Let's say your final quote from a local engineer for an air-source heat pump installation is $2,000 for the heat pump itself and $1,500 for labor. Labor costs often include all materials, local permits, duct setup, and extra materials. If you go the DIY route, you need to factor in all those extra costs, too.

In short: by cutting out the professional, you may not save much in the long run. Not only is the installation a lengthy process on your own, but a heat pump's complicated wiring and ventilation setup means that one false move could lead to a costly and frustrating outcome.

DIY Heat Pump Installation Cost vs. Hiring a Pro 

Again, trying to DIY your heat pump installation could rack up your total price due to many additional cost factors—costing you money rather than saving you money. For this reason, it’s best to leave it to the professionals who have ample experience installing heat pumps, acquiring the correct local permits, and more. 

5 Ways to Save on Heat Pump Installation Costs  

With such a high price tag, you may be wondering how you can save money on your heat pump installation. Here are a few tips on how to save:

  1. Apply for a heat pump tax credit through the Inflation Reduction Act. Doing so could give you a hefty tax credit of $2,000 or $8,000 for some qualifying households.
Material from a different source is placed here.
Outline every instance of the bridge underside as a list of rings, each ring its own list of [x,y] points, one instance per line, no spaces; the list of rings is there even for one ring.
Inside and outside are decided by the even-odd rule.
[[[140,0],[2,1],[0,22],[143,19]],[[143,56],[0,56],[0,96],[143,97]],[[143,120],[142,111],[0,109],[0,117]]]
  2. Check for local tax rebates.

  3. Pick the correct size for your heat pump.

  4. Install an air-source or mini-split heat pump.

  5. Choose a ductless heat pump if you don’t already have ductwork.

Frequently Asked Questions

Always consider the structure, location, and your home’s current HVAC system when choosing a heat pump. Heat pump costs primarily depend on the design you choose and the amount of installation required. 

A high-quality heat pump should last between 10 and 15 years, and while there are occasional maintenance issues, staying on top of these will help keep your heat pump running efficiently.